A new survey shows that more people rely on Google for their news than traditional news sites.
The survey of 27,000 was conducted by public relations company Edelman and will be shared at the World Economic Forum in Davos later this week, according to Quartz. Online search engines are relied on for finding news, but younger Internet users use them more often. According to the survey, 62 percent of respondents trusted traditional media, while 64 percent trusted search engines for their news. In 2014, 65 percent trusted traditional media, so the number has dropped.
Google and other search engines simply show links to other sites rather than create content, but apparently respondents trusted the search engines more than the links they read.
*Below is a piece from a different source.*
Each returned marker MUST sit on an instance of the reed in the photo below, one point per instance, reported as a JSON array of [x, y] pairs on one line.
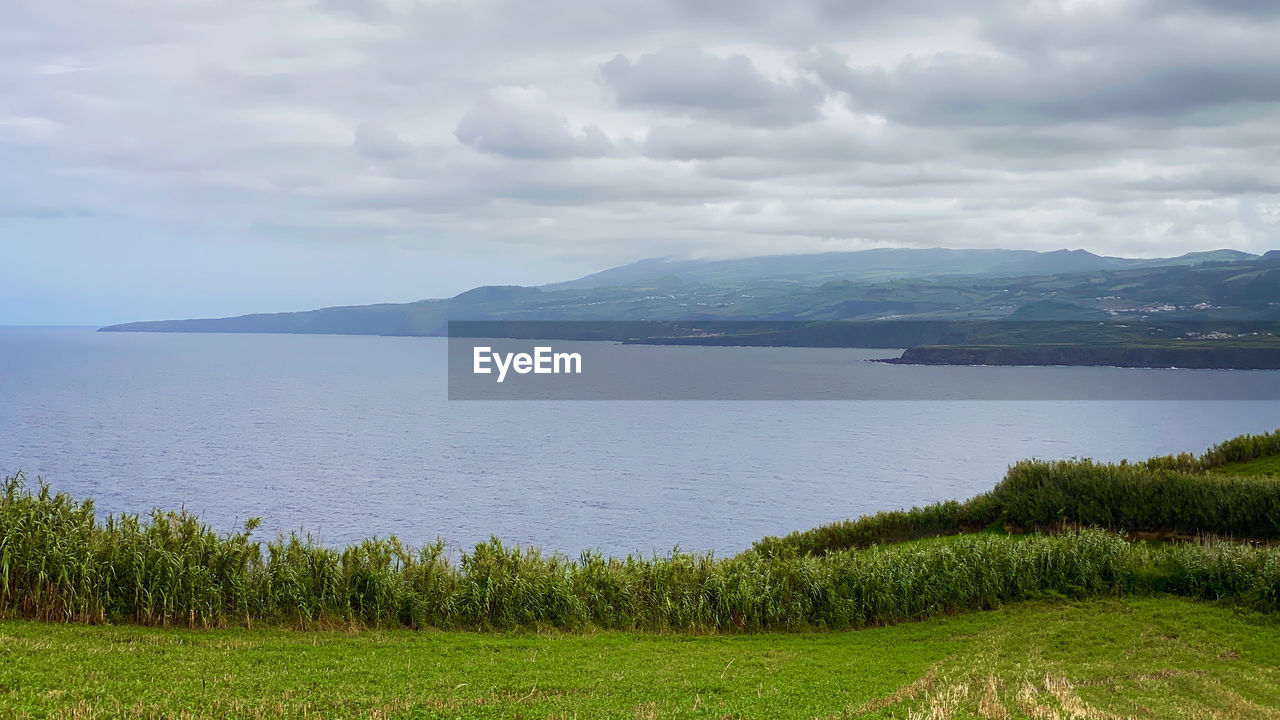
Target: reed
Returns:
[[59, 563], [1175, 493]]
Apparently aggregators have more cachet than the news outlets themselves. From the piece:
Getting an at-a-glance look at a wide range of stories deemed relevant by a search-engine algorithm—be they from traditional news outlets, blogs, advertisements, and much else besides—is more comforting to the curious reader, it seems, than simply pulling up a single news outlet’s site (or indeed picking up a newspaper or turning on the TV).
Traditional media (62 percent) is still trusted more than social media (48 percent), but social media sites can drive a lot of traffic and they are often popular sites.
The survey shows that more people are lacking site loyalty, with the exception of their favorite aggregator. Unless media sites can aggregate as well or better, they will lose out to search engines.